Notas de un lector

El imperfecto cielo concedido

Con su acostumbrado esmero, Polibea incluye un nuevo título en su colección el levitador: “El imperfecto cielo concedido”, de Marta Fuentes.Esta madrileña del 71, suma así su segundo poemario, y retorna, tras un silencio de más de quince años

Con su acostumbrado esmero, Polibea incluye un nuevo título en su colección el levitador: “El imperfecto cielo concedido”, de Marta Fuentes.Esta madrileña del 71, suma así su segundo poemario, y retorna, tras un silencio de más de quince años, a la senda lírica que iniciase con “Servidumbre de vistas”.

     Tal y como reza la “Nota Aclaratoria”, los poemas aquí recogidos fueron escritos durante la estancia de la autora en Delhi, Estambul y Fez. Tres ciudades, en las que el verso de Marta Fuentes se detiene de manera honda y pausada. En ellas, por ellas y desde ellas, pasea su límpida mirada tratando de asir sus ojos a tan diversos territorios y protagonistas. Tiempo atrás, Fernando Pessoa dejó escrito que, “La vida es lo que hacemos de ella. Los viajes son los viajeros. Lo que vemos no es lo que vemos, sino lo que somos”; y tan certera aseveración conjuga en buena medida con el espíritu poético que respiran estas páginas en las que el lector será cómplice “de precipicios y de floraciones”, de “hombres que convocan al león y la gacela”, del “rumor de una nube de liquen/ traspasando la jungla suspirante”, de “la luz corpórea de una tumba/ de estrella-persa-paraíso”…

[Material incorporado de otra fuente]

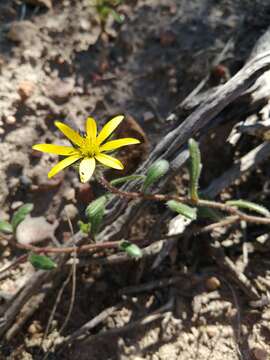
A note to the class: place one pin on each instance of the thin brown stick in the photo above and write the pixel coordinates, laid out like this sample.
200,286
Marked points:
186,200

Anota en su prefacio José Luis Gómez Toré  que “la poesía de Marta es un lento aprendizaje del difícil, imprescindible oficio de contemplar el mundo”; y añade que sus “versos despliegan paisajes mentales, casi como galerías y jardines machadianos, que sin embargo huelen a realidad”. Sin duda que ese anclaje con lo que acontece en su entorno, con la verdad viva y vivida de cuanto la rodea, deviene en un discurso pleno de certidumbres, en el que destaca la búsqueda incesante de una esencialidad lingüística que dote a los poemas de tensión y fulgor líricos.
Dividido en dos apartados, “Donde llora el sufí” y “El corazón intramuros”, el volumen se ovilla en una suerte de inquietante melancolía, de luminaria nostalgia, en la que la acordanza quiere ser testigo principal de este itinerario almado: “Que no llegue el olvido a vaciar/ su nieve en los puertos,/ que no oxiden el aire/ ornamental las gaviotas;/ quédese la seda de mi memoria/ dormida como la grieta naciente/ en el cuarzo y esperen las alas/ del ángel a entibiarse y la tarde/ aguarde su caída al oeste./ Nada pase, y se ulcere mi dolor/ en agua turmalina;/ caiga esta lágrima/ en el mimbar del sol”.

     A lo largo y ancho de estos textos, hay un afán de trascendencia, un anhelo de compartir una hilera de corazonadas experiencias, que no sean tan solo el retrato en sepia de cromáticas y sugestivas estampas extranjeras. Ese deseo, acaba siendo virtud, pues su intención culmina en un cántico desnudado de oropeles y envuelto en un halo de sonora autenticidad: “Hazte, poema:/ traspasa la balanza sensible del azahar,/ la poza del bautismo bajo la sinagoga,/ el huerto deíctico de los rosales,/ la gota de lluvia en el nicho encalado./ Hazte, poema. Sé la profecía y su fruto:/ traspasa la imagen, remóntame”.